Sure, that’s one example of this.  The general issue is that “reasoning about undef vector element results” is not specific to shuffles.  It applies equally to other operations as well.

>> Why don’t we have something like the !range metadata that applies to load/call/shuffle to indicate that the result vector elements have some unknown elements?  This would be far more general and correct.
> Instead of adding a new attribute, can we use a `select` (or perhaps a new intrinsic) to express which lanes are undef? That way the same mechanism would also work for scalable vectors without having to figure out some convoluted way to describe that in metadata.
> 
> At the moment the `select` would be thrown away by InstCombine which folds `select %p, %v, undef -> %v`. I'm not sure to what extend this is desirable; it is useful to be folded away for certain purposes but not when you want to explicitly specify that something can be undef. Perhaps a new intrinsic would be more appropriate?

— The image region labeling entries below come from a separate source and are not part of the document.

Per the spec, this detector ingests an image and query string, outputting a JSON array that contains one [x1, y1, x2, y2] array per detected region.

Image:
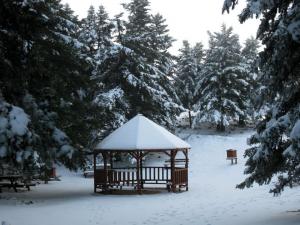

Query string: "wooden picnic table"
[[0, 174, 33, 192]]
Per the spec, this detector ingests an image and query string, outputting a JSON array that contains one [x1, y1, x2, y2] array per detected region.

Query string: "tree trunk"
[[189, 110, 192, 128]]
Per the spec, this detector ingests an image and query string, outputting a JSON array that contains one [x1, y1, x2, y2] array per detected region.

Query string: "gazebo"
[[94, 114, 191, 193]]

The goal here is to keep scalable and fixed vectors as similar as possible, while not allowing the mechanisms to regress fixed vectors.  I don’t think that select will do that.  We’re talking vector-element level undef analysis, not undef of the whole vector.

> 
>>> On Feb 7, 2020, at 4:42 PM, Eli Friedman <efriedma at quicinc.com> wrote:
>>>> The other aspect here is the use of "undef" in fixed shuffles.  Frontends usually don't do this, but some of our optimizations for shuffles are built around replacing unused results of shuffles with "undef".  We don't want to forbid transforming "<0, 4, 1, 5>" -> "<0, undef, 1, 5>" because we decided the former was the named shuffle "zip", and we want to allow transforms/analysis for zip-like shuffles on "<0, undef, 1, 5>".  So I think it ends up being more straightforward to have a helper for "is this a zip", as opposed to a helper to transforming a "zip" to a fixed shuffle mask.
> For some shufflemask like `<0, undef, undef, undef>`, I guess this means that 'isSplat' and 'isZipLo' would both return true?

Yes.  That’s already generally true of the target isel stuff.

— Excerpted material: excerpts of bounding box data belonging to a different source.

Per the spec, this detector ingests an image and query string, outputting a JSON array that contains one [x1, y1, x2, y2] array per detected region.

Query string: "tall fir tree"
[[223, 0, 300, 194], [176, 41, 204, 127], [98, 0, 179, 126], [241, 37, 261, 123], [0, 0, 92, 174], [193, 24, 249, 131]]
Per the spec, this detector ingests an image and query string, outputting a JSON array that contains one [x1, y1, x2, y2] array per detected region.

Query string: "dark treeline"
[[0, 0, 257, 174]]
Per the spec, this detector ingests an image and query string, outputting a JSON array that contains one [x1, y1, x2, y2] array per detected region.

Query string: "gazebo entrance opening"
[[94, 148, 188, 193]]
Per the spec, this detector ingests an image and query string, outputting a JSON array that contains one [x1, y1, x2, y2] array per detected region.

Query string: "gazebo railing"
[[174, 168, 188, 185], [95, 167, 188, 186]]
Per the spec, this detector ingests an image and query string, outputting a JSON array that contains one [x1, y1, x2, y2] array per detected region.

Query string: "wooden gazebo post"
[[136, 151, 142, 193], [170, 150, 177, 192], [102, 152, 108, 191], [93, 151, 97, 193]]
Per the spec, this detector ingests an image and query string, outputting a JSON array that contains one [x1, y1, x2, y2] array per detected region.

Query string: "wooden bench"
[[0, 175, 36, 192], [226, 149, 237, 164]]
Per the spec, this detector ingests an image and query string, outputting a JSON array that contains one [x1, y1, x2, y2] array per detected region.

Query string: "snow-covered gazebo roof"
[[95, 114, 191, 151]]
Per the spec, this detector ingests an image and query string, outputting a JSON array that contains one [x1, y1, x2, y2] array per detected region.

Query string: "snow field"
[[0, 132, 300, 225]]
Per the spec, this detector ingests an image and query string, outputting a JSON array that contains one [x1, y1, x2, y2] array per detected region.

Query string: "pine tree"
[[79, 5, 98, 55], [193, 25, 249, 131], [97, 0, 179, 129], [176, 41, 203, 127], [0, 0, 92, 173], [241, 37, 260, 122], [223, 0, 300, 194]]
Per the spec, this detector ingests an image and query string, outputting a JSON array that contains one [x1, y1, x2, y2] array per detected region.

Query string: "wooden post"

> Just recapping the discussion here for my understanding (please correct me where I'm wrong):
> 
> - The original proposal is to extend `shufflevector` to take either a 'shuffle pattern' or a 'shuffle mask'.
>  - For fixed-width shuffles it will retain the mask, in case any of the elements is 'undef' (so not to lose that information)
>  - ShuffleVectorInst is extended with methods to query if something e.g. is a zip/splat/etc.
> 
> - An alternative would be to not unify these into a single `shufflevector`, but rather have multiple operations.
>  - InstCombine can segment shuffles into two exclusive sets of operations: known shuffle patterns vs unknown pattern with explicit mask
>  - To avoid multiple representations for the same shuffle, we want to map to exclusively either to 'explicit mask' or 'known mask' operations.
>    But in order not to lose information about lanes being undef, we'd then need to model the 'undef' lanes separate from the instruction.

Right.

> For either route, does this mean we'll also want to consider supporting data-dependent shuffle masks? (I don't see why we wouldn't support those if we go through the lengths of adding support for more types of shuffles).

I’m saying that this is a likely future, but I would really prefer NOT to lump it into the same discussion.  It is just useful to keep the bigger context in mind while talking about specific points.

-Chris